高校生の頃から雑誌の『装苑』が好きで、ファッションに関わる分野でヘアメイクの仕事をしたいという想いは美容師になった当初からありました。ただ、いざ始まったアシスタント時代は毎日生きることに必死で。入社3カ月目からデビューまでの6年間、ずっと塚本(塚本繁・現FaNNa ginza代表)のアシスタントについて目まぐるしい毎日を送っていました。チェックに受かってからも、仕事を引き継げるメインアシスタントがなかなか育たず、デビューは遅い方だったと思います。
アシスタントの仕事も好きでしたし、焦りもあまりなかったですが、私より後輩の子が先にデビューしたときには、「世の中って理不尽だな」とは感じましたよ(笑)。でも、それが理由で辞めたいとは思わなかったんです。

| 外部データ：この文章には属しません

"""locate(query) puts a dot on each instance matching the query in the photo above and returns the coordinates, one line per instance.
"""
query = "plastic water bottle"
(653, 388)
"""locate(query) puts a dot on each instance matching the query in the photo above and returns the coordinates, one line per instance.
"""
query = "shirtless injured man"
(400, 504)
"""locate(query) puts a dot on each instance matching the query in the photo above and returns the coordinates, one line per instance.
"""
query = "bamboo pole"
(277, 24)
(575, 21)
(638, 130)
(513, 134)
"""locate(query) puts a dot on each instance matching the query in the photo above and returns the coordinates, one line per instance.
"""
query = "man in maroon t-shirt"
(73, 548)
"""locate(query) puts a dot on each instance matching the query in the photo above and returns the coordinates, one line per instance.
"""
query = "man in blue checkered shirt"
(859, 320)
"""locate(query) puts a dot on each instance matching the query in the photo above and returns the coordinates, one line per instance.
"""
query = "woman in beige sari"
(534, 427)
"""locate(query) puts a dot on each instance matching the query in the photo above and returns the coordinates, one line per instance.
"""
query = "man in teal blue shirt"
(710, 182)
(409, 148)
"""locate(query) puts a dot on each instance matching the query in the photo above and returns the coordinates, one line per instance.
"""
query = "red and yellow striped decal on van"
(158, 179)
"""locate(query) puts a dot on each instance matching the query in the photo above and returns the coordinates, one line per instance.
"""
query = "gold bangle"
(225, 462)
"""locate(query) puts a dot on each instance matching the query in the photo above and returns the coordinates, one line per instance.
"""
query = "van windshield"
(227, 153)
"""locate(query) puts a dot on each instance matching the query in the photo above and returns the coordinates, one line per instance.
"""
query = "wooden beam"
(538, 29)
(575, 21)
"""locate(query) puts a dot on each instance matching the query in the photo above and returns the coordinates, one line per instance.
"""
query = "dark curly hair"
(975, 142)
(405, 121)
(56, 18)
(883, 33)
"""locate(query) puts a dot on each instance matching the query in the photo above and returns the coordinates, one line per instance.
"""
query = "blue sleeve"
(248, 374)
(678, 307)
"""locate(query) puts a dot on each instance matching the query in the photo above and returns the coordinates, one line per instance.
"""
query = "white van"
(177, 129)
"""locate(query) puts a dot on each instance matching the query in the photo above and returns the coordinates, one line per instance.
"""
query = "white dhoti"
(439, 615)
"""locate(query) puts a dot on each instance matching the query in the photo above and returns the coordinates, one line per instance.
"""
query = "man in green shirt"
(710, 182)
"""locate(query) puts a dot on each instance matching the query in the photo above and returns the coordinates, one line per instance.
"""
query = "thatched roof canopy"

私は就活がとても辛かったので、辞めてまた就活をするのは嫌でしたし、ようやく掴んだチャンスなのに、他人のせいで自分の心が揺れて道を変えるという選択肢はなかったんですよね。
そうしてサロンワークを続けながら、ヘアメイクとしての仕事を明確に意識するようになったのが30歳の頃でした。当時、夜の空いた時間はサロンとは別の場所でバイトをしていたのですが、そこにいた同僚がきっかけなんです。その人は私が憧れていたヨーロッパのメイクチームに所属していて、私と同じようにバイトをしながら「パリに行く」という目標を持っていて。その人と接するうちに「そうだ、私もヘアメイクになりたいんだった」と忘れかけていた夢が再燃したんですよ。
それで、憧れていたメイクさんにアシスタントにつきたいと履歴書を送ったんです。初めは返事がありませんでしたが、諦めかけた頃にInstagramのDMで「事務所に履歴書を送ったので、もしよかったら見てください」とコンタクトをとってみたらすぐに「会えますか?」と連絡がきて驚きました。履歴書を送る段階で、下準備として自分の作品をポートフォリオにしてiPadに入れていたので、「いつでも大丈夫です」とお返事したら、その日のうちに直接お会いして話すことに。結果、お試しでアシスタントにつかせてもらうことになりました。
実は、そのタイミングではメイクの師匠についたことは会社には言っていなかったので、早朝はメイクの師匠の現場について、その後はサロンワークに戻って…と、なんとか自分で時間をやりくりしていたんですよね。コロナ禍であまり現場もなかったのですが、メイクとしての立ち居振る舞いや基本的な所作などはそこで学ばせてもらいました。